Drug policy-related recommendations from Measures to Reduce Pre-Trial Detention in the Americas:
Drug Treatment Programs under Judicial Supervision:
Establish a drug policy with a comprehensive approach and one based on social reinsertion that ensures that treatment for persons arrested for drug use or possession, or who have committed minor offenses due to their problematic or dependent drug use, not be based on a repressive and criminalizing approach, but instead on a public health approach. In the case of drug use or possession for personal use the States should forestall having persons who have engaged in such conduct from being deprived of liberty and entering the criminal justice system; accordingly, the IACHR calls on the States to study less restrictive approaches by decriminalizing drug consumption and possession for personal use (point 1).

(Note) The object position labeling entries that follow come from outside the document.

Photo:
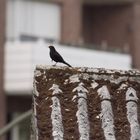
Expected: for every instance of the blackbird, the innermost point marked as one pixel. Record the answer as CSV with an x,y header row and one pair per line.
x,y
55,56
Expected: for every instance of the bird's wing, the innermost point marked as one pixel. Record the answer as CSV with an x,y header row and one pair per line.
x,y
58,56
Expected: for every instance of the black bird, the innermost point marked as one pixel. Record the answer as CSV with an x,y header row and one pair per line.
x,y
55,56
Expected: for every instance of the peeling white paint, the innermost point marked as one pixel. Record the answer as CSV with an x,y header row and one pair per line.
x,y
56,116
74,97
82,113
35,120
37,73
35,92
106,114
132,114
94,84
123,87
56,89
74,78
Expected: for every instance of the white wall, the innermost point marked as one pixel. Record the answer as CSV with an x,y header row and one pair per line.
x,y
34,18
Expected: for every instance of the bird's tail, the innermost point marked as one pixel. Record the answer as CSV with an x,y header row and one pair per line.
x,y
67,64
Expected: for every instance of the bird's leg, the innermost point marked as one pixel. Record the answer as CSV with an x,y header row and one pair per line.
x,y
55,64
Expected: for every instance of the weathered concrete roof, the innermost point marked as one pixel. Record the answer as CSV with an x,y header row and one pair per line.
x,y
86,104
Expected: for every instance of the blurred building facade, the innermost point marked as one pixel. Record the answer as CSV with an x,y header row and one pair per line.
x,y
109,25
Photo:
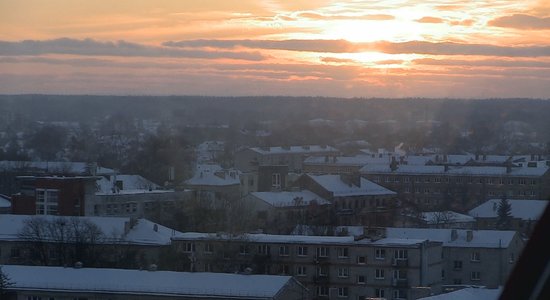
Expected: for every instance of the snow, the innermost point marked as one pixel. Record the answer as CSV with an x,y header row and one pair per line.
x,y
133,183
142,233
284,198
294,149
523,209
334,184
468,293
481,238
4,201
214,175
144,282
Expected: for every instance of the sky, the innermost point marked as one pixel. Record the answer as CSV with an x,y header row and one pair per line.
x,y
394,49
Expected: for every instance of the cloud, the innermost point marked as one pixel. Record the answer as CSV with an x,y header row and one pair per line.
x,y
448,48
333,46
368,17
91,47
521,21
430,20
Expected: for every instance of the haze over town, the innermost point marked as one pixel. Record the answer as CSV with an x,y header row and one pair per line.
x,y
274,149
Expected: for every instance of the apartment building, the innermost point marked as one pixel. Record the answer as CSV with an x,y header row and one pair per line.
x,y
461,188
331,267
34,282
471,257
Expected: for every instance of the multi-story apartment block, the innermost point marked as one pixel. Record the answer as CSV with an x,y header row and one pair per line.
x,y
356,200
471,257
249,159
431,187
331,267
34,282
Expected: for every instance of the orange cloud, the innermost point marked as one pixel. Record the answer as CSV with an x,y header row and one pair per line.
x,y
521,21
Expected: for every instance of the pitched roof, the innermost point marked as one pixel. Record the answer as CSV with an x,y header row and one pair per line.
x,y
523,209
142,231
122,281
480,238
284,198
334,184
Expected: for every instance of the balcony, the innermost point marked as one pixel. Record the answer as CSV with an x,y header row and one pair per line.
x,y
400,262
400,282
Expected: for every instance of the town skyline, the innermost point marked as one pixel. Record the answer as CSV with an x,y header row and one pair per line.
x,y
393,49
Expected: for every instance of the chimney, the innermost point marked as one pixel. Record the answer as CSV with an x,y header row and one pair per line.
x,y
454,235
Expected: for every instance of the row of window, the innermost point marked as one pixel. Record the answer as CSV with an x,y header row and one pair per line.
x,y
459,180
284,250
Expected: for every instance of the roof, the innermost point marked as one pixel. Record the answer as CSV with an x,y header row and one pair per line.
x,y
4,201
294,149
142,232
435,217
299,239
468,293
523,209
145,282
539,170
334,184
480,238
214,175
130,183
280,199
53,167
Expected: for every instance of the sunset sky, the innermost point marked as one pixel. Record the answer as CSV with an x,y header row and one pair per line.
x,y
455,49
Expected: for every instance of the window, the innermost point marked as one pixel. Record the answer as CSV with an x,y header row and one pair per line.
x,y
284,251
399,294
47,201
379,293
379,274
322,252
264,249
380,254
322,290
343,272
188,247
301,271
457,264
342,252
302,250
244,250
343,292
276,180
401,254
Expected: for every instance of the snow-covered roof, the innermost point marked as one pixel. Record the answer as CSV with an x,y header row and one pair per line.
x,y
458,170
143,231
214,175
523,209
436,217
339,188
468,293
298,198
121,281
299,239
480,238
53,167
130,183
294,149
5,201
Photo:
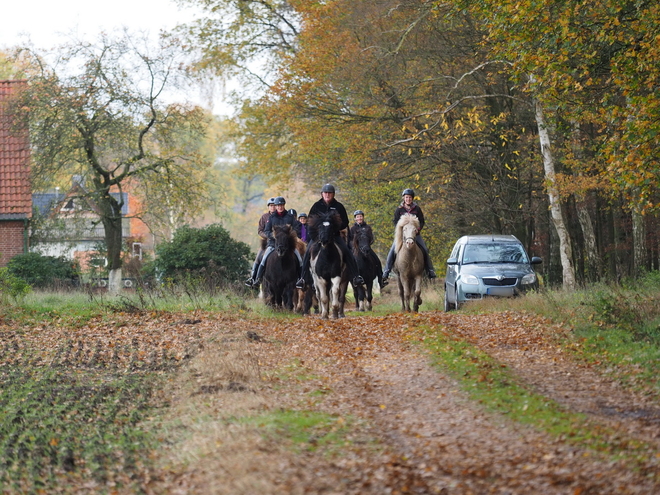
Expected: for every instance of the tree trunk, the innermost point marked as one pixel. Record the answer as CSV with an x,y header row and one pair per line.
x,y
639,242
113,240
591,254
565,251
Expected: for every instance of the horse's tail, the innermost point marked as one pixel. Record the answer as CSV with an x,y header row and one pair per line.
x,y
301,246
398,230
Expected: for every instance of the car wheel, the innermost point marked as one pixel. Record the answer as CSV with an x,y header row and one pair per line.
x,y
448,305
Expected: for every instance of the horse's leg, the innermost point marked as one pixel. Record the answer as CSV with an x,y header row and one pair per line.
x,y
342,298
369,295
335,295
322,295
402,292
418,293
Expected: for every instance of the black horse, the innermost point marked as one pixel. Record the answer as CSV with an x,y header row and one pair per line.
x,y
327,265
364,257
282,269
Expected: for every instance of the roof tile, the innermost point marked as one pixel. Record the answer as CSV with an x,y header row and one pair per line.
x,y
15,188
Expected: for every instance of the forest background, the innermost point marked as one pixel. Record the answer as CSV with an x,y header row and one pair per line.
x,y
538,119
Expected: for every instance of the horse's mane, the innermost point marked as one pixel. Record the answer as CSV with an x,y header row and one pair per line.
x,y
405,219
316,222
355,244
289,232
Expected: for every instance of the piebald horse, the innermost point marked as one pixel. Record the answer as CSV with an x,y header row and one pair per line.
x,y
409,263
327,265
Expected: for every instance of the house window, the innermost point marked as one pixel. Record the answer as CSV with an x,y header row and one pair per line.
x,y
137,250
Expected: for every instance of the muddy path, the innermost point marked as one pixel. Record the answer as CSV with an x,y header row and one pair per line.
x,y
417,432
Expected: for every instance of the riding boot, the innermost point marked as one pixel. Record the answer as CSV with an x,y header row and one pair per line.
x,y
382,282
300,283
353,271
428,264
262,267
253,274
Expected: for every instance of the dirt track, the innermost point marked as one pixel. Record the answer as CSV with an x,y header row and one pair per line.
x,y
417,432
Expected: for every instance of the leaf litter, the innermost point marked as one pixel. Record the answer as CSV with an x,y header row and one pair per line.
x,y
412,429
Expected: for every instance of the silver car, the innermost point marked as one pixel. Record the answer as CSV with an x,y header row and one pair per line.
x,y
488,265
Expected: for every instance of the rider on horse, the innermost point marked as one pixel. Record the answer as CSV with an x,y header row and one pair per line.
x,y
278,218
324,205
409,206
360,224
260,230
302,229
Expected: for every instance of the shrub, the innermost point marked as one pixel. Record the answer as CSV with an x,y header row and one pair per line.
x,y
43,271
209,252
12,286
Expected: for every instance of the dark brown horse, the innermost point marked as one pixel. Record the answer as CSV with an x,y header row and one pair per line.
x,y
282,269
327,265
409,262
364,257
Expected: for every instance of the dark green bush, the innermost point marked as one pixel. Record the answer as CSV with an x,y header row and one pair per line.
x,y
209,252
44,271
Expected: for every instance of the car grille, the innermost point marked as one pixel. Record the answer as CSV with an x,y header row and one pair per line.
x,y
504,282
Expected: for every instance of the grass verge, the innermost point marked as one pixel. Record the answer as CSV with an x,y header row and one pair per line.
x,y
614,327
490,383
59,426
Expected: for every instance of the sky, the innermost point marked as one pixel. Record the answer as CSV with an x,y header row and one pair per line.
x,y
48,23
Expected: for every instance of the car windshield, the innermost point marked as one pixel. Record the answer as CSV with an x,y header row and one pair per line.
x,y
509,252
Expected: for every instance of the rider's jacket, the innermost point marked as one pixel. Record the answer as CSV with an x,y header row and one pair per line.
x,y
321,207
366,228
262,224
277,219
413,210
302,229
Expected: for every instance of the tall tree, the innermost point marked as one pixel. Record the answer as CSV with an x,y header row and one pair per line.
x,y
97,110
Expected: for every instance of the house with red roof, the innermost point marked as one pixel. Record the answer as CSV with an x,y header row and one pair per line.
x,y
15,190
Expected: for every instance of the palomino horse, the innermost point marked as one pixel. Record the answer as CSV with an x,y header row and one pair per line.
x,y
367,268
282,269
409,262
304,299
327,265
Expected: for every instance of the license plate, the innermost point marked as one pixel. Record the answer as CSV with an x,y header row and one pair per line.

With respect to persons who committed a minor offense due to problematic or dependent use of drugs, the States should promote alternatives to the deprivation of liberty including outpatient treatment that avoid institutionalizing persons and which make it possible to address this issue from a health and human rights perspective. To ensure that these programs are effective the States should allocate sufficient resources to guarantee that the treatment provided is evidence-based, and developed within the public health sphere. It is essential for health specialists to make clinical evaluations to identify those persons with problematic or dependent drug use; this is to avoid diversion to treatment as an alternative to pretrial detention for those persons who are occasional users. To make these programs sustainable and help avoid the recidivism of those who participate in them, the states should have a social and community support network that includes education, employment, housing, and health programs. Accordingly, these models should have the support of various institutions and a multidisciplinary team with a comprehensive outlook on the psychosocial health of the program’s beneficiaries (point 2).
With respect to centers of detention that offer treatment in the context of drug treatment programs under judicial supervision, the IACHR reiterates to the States their obligation to regulate and oversee all health care provided to those persons under their jurisdiction as part of their special duty to protect life and integrity independent of whether the agency that provides those services is public or private (point 3).
Women and Other Persons Belonging to Groups at Special Risk:
In the context of criminal justice policies with respect to drugs, the IACHR calls on the States to adopt comprehensive measures that include a gender perspective and that take into account at least the following aspects: (a) lower level of participation in the chain of the commercial activity and trafficking of these substances; (b) lack of violence in this conduct; (c) the impairment of bonds of caring and protection as a consequence of incarceration; (d) inclusion of a focus on social reinsertion; and (e) situation of violence and social and labor exclusion this population faces in the region. In addition, in applying non-custodial measures stemming from charges related to problematic drug use, women should have access to community services that gender issues and provide psychological support (point 7).